L'Indonésie, enfin, qui annonce officiellement 2313 cas d'infection par le VIH en 2001, reconnaît aussi 2 millions d'usagers de drogues. Là encore, l'aveuglement politique est pathétique. Il est criminel.

Même le Japon, qui a su rester à l'écart de la précoce flambée épidémique dans les pays riches, avoue aujourd'hui une situation préoccupante dans la communauté homosexuelle.

Quelques bonnes nouvelles

Toutefois, sur cette toile de fond atterrante, on entend quelques bonnes nouvelles. On voit des initiatives courageuses. On rencontre des hommes et des femmes politiques audacieux. L'Inde fourmille d'ONG locales dynamiques et innovantes. La Thaïlande poursuit son effort politique régional et ses pressions sur le régime birman. Le Vietnam fait preuve de pragmatisme et autorise des ONG, malgré la politique officielle, à mettre en place de véritables programmes de réduction des risques, à Ho Chi Minh-Ville (Saïgon), par exemple. La Chine vient de tenir sa première conférence nationale consacrée au VIH. Les médias chinois parlent enfin de ces villages de la Chine centrale où 65% des paysans ont été infectés par le commerce du sang. Au Cambodge, des ONG commencent depuis peu à traiter leurs patients avec des antirétroviraux génériques importés d'Inde et de Thaïlande.
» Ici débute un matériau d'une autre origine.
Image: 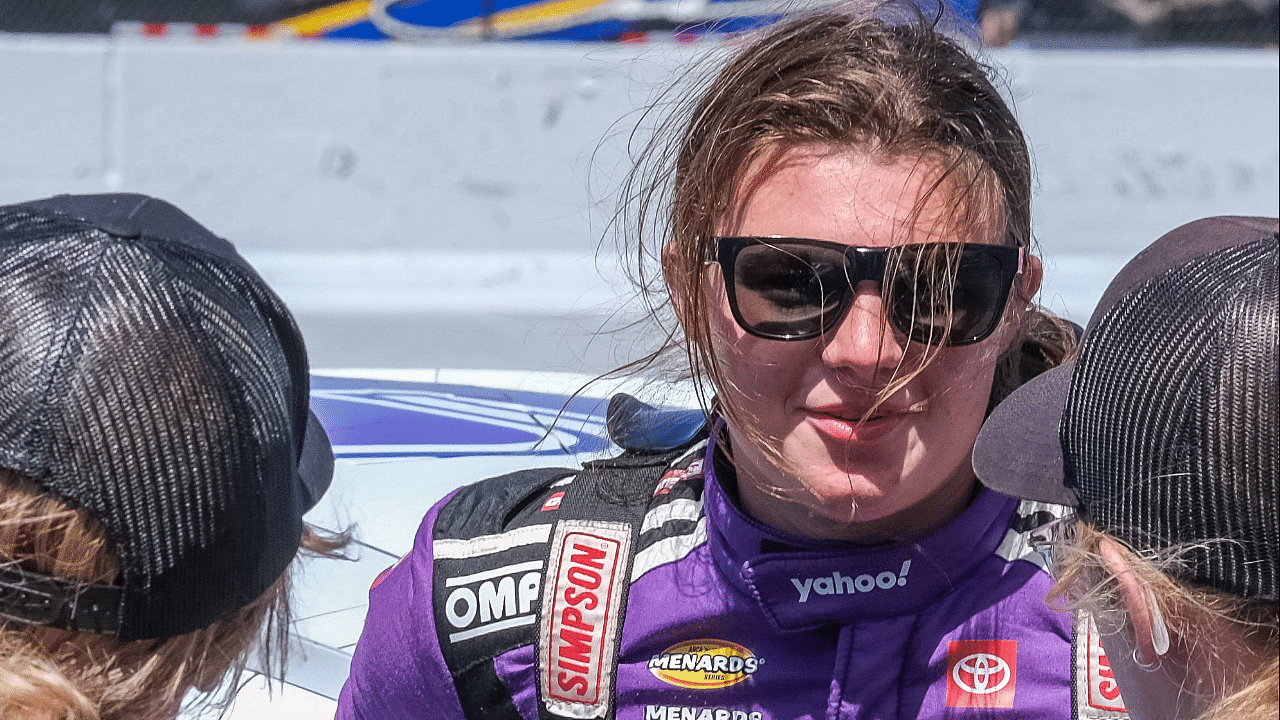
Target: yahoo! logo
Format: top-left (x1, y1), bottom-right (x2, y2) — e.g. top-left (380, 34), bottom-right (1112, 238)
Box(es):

La tâche est immense, les réalisations encore dérisoires. Il faut que l'effort international qui se dessine, encore incertain, vers l'Afrique, prenne de la substance et s'attaque aussi à l'Asie, de façon volontaire et structurée, sans se cacher les énormes obstacles politiques et les difficultés techniques. Il faut aussi, à la lueur des expériences réussies par les ONG avec leurs partenaires locaux de la société civile, que les grandes institutions qui se penchent aujourd'hui sur cette épidémie, sachent construire les articulations indispensables avec les sociétés locales pour que l'effort porte ses fruits et ne se perde pas dans les arcanes des administrations nationales ou internationales.
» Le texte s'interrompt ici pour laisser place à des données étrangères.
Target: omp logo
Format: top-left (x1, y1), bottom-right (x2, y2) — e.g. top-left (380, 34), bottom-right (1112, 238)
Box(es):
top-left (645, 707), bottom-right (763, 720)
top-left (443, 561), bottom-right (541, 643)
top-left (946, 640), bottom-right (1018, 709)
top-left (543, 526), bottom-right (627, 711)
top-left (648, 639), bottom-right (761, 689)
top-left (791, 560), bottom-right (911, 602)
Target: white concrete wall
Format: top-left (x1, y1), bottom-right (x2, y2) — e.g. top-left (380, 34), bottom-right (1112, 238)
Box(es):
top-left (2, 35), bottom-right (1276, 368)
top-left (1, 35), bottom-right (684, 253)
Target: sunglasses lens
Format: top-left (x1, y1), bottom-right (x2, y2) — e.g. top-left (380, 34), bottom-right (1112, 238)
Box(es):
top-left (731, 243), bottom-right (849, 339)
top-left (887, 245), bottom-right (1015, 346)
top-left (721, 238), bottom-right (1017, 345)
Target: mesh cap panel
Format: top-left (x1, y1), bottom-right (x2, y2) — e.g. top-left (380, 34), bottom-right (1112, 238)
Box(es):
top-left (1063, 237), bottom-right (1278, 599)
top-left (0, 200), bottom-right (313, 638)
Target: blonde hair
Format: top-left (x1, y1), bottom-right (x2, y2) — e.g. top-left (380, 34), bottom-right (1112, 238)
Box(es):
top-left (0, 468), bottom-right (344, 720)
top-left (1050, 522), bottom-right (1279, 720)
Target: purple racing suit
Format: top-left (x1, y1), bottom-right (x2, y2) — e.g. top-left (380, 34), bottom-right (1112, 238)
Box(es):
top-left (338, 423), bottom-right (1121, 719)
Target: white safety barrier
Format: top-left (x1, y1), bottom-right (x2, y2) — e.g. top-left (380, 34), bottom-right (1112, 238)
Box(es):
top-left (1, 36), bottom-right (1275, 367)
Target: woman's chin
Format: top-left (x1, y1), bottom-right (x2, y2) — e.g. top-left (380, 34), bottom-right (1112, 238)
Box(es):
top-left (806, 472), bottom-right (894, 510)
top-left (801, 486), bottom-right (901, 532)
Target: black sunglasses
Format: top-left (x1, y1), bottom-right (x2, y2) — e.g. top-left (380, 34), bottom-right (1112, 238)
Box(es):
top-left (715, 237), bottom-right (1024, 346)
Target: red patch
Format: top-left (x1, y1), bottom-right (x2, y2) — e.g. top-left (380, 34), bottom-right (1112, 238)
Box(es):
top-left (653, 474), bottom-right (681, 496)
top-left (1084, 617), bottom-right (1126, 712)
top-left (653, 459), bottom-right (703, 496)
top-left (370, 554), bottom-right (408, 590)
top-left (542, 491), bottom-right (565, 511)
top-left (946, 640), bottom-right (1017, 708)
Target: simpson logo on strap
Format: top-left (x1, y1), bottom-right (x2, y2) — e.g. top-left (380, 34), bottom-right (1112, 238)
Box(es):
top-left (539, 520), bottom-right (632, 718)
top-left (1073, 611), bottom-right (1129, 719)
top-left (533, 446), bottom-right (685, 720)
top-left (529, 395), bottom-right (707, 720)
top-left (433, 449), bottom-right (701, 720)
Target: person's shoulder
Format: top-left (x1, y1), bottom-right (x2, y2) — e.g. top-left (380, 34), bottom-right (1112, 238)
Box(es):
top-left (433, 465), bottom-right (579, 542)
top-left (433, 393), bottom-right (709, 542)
Il faut aussi et surtout que le discours encore timide et hésitant tenu lors de la session spéciale des Nations unies sur le sida, au mois de juin 2001, soit suivi d'actes et d'engagements concrets de la part de la communauté internationale et surtout des gouvernements, notamment asiatiques. Les discours des représentants de la Chine, de la Malaisie, du Pakistan, à cette occasion, ont été décevants - voire affligeants.

Espérons que l'effrayante réalité ramène les politiques à leur devoir de garants de la santé publique.